The duration of this advantage is debatable, as composition-of-matter patents on Zytiga start to expire in November, and thus it is possible that generics will become available soon. EvaluatePharma sellside data suggest Zytiga sales tapering down and declining sharply from 2019, presumably on the introduction of generics, although this in part would assume some degree of substitution by J&J’s follow-up agent, apalutamide.
However, J&J has been running its own phase III study designed to support a registration application for Zytiga in HSPC, which suggests that it has an internal expectation of retaining commercial exclusivity for a longer period. This study renders results in 2018, although the Stampede data might allow it to obtain a compendia listing for HSPC before this.
Xtandi is also being studied in HSPC, but the data are not due until 2020, and by then the control arm (ADT alone) is likely to be have been supplanted. Indeed, this is a problem that is likely to face most if not all of the ongoing studies in this space.

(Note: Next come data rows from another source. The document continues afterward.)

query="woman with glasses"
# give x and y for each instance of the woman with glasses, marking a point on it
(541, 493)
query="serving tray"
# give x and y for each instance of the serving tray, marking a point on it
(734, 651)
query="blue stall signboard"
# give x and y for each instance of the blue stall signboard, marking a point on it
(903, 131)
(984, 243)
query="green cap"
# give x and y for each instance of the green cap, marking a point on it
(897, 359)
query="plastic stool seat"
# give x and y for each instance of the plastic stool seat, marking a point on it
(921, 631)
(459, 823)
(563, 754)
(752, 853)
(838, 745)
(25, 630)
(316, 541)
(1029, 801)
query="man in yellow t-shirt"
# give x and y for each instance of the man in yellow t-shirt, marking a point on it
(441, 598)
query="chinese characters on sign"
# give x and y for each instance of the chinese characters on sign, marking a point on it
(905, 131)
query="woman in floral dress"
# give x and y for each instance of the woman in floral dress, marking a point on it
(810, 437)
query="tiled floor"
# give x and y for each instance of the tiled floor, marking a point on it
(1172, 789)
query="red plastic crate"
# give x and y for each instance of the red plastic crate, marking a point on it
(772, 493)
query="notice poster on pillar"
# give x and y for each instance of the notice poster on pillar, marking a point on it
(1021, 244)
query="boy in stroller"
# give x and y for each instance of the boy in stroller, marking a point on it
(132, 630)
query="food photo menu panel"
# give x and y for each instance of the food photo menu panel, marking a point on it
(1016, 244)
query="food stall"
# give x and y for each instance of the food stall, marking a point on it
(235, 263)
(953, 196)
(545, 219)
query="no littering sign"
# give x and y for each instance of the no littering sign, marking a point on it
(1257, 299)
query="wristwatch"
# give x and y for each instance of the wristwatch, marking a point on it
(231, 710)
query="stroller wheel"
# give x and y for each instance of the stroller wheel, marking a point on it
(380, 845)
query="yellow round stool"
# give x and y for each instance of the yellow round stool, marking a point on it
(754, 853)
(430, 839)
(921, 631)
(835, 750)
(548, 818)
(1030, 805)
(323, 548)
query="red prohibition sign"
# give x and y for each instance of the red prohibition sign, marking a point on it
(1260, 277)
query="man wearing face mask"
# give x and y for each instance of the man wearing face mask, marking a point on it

|Phase III studies in newly diagnosed hormone-sensitive prostate cancer|
|Prostatak||Advantagene||-||711||vs placebo||NCT01436968||Sep 2017|
|Jevtana + ADT||Sanofi||Peace II*||1,048||vs placebo||NCT01952223||Sep 2019|
|Xtandi||Astellas/Pfizer||Enzarad*||800||vs ADT||NCT02446444||Sep 2021|
|Apalutamide||J&J||Atlas||1,500||vs bicalutamide||NCT02531516||Dec 2022|
|Xtandi||Astellas/Pfizer||Embark||1,860||ADT +/-||NCT02319837||Dec 2020|
|Zytiga||J&J||-||1,209||ADT +/-||NCT01715285||Jul 2018|
|Zytiga||J&J||Peace I*||916||ADT +/- RT +/-||NCT01957436||May 2017|
|Darolutamide||Bayer/Orion||Arasens||1,300||ADT + docetaxel +/-||NCT02799602||Jan 2022|
|Apalutamide||J&J||Titan||1,000||ADT +/-||NCT02489318||Nov 2020|
|RT = radiotherapy. *Investigator or co-operative group-sponsored study.|
Once again, it seems that Stampede has rendered a result that will change the treatment of prostate cancer. Given the similarity of Zytiga to Xtandi and the second-generation agents apalutamide and darolutamide, it seems possible that all the agents confer a benefit in HSPC. The question might become which will be shown to be the most effective in this setting.